If I ascend to the heavens, you are there;
if I lie down in Sheol, there you are.
If I take the wings of dawn
and dwell beyond the sea.
That God must be omnipresent follows from nearly every other attribute. Some are obvious: Take His greatness. What could be greater than God? What could possibly be ‘larger’ than Him? What could possible contain Him? God is all-powerful. What could therefore be powerful enough to box Him?
Then there is God’s infinity. In terms of time we speak of His eternity. In terms of space we speak of His immensity. But remember, nothing can contain God, including conceptual categories. He does not merely have more time or more space than anything or anyone else. God is beyond time and space. His absolute transcendence is precisely what makes his immanence possible.

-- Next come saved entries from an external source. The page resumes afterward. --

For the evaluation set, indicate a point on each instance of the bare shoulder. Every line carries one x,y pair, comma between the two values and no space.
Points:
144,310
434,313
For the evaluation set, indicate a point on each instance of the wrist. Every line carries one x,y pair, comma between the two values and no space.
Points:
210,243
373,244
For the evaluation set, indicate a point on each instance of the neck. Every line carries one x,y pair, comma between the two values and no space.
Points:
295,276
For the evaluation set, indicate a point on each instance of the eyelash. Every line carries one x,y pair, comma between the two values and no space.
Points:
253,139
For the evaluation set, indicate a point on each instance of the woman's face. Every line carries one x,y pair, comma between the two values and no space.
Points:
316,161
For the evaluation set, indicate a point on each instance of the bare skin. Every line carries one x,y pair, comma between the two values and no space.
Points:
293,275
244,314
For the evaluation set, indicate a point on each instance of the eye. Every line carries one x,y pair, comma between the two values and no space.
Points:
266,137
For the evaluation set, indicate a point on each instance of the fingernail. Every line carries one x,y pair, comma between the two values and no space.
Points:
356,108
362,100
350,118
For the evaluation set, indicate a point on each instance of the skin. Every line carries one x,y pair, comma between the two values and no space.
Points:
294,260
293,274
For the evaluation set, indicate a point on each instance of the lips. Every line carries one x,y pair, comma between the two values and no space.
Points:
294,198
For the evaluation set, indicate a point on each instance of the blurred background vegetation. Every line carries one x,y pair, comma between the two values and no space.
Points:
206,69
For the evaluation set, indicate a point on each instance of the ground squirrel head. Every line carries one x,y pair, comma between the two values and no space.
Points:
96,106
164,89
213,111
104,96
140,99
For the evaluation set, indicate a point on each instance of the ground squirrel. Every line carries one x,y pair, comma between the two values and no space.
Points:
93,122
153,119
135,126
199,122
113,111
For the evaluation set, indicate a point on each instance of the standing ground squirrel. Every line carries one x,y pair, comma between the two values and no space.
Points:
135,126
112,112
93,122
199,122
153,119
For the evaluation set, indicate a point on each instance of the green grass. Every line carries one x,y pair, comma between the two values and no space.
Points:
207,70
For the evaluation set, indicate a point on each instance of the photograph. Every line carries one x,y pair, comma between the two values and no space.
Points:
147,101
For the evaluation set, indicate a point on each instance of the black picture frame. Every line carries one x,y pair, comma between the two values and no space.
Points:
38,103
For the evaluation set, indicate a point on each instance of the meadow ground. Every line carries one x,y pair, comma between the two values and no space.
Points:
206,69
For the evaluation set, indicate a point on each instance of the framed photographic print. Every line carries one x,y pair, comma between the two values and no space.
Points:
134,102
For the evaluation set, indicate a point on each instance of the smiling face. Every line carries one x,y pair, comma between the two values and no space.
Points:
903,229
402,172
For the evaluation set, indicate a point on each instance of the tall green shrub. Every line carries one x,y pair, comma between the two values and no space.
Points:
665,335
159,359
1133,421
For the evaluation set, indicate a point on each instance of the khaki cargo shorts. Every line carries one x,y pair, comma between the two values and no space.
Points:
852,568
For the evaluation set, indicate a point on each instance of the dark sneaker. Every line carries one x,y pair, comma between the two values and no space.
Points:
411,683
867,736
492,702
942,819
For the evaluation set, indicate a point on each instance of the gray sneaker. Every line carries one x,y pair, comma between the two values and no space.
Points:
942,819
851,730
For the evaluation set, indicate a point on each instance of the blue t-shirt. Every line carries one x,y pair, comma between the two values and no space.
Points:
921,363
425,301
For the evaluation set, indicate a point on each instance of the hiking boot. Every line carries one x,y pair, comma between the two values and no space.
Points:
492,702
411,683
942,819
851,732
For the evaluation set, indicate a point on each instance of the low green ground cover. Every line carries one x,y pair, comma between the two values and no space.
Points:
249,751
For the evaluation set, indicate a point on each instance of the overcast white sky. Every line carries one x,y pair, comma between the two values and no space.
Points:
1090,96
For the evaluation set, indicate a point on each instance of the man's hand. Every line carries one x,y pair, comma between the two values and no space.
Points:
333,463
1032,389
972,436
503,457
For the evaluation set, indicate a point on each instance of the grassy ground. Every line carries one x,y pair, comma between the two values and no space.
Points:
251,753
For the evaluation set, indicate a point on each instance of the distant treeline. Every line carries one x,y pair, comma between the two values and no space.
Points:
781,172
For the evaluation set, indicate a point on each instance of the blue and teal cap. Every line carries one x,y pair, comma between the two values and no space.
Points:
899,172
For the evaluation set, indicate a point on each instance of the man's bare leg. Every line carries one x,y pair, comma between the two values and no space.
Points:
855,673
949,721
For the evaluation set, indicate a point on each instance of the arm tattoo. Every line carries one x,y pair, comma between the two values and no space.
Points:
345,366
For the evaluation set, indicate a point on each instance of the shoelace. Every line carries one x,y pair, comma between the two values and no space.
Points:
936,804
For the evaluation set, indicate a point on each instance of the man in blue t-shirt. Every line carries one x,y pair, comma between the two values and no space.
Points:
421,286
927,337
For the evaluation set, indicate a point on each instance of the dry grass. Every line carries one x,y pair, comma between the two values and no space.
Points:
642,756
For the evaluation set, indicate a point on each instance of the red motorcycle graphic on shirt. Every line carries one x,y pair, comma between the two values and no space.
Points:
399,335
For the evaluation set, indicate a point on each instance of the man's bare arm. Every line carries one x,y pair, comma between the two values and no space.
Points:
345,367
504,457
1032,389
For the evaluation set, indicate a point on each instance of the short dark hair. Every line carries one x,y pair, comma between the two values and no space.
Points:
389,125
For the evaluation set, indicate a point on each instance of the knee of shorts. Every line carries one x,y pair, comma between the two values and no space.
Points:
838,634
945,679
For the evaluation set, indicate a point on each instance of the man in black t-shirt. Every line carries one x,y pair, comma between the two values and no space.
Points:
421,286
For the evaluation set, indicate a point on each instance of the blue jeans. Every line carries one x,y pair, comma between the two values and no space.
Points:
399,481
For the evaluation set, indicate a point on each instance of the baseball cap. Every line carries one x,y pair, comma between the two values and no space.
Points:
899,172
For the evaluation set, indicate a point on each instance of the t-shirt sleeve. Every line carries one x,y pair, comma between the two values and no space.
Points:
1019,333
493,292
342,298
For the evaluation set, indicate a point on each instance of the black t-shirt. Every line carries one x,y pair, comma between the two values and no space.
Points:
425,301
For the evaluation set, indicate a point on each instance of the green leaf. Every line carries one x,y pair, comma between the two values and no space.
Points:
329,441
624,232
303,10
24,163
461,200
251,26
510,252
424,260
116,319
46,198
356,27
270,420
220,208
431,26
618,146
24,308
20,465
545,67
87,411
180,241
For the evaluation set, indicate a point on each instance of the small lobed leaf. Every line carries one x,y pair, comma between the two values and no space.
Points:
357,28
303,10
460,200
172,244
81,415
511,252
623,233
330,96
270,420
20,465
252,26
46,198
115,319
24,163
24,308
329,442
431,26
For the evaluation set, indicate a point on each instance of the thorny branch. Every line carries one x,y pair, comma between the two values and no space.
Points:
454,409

Another pathway to the same conclusion is through the attribute of simplicity. Everything around us compound: we are bodies and souls. All living things are compounds of cells. And most of the matter around us—the bacteria around on my desk, the plastic chair I am sitting in, the air I am breathing in, is comprised of molecules, which, in turn consist of atoms.
Even if we drill down to the smallest units of matter, quarks and leptons, they are ‘compound’ in the sense that they are complex. They have attributes and qualities. (A particle physicist will tell you there are six ‘flavors’ of quarks and leptons.)
But it is not so with God. He is absolute simplicity. First, this is because He is a pure spirit. He is not a body. He is not composed of matter. He created those things.
But this is so even with regards to His spiritual nature. God is His thoughts. Actually God does not think in the way we do. He does not ruminate. He does not toss and turn an idea over in His mind (to paraphrase Augustine). His thoughts are complete. So it is better to say God is His thought. And because His thought is complete we refer it to as the Word (as Augustine explains). God is His Word. The Word is God (John 1:1). Likewise God does not have love. God does not sometimes love and sometimes not. God is love (1 John 4:8).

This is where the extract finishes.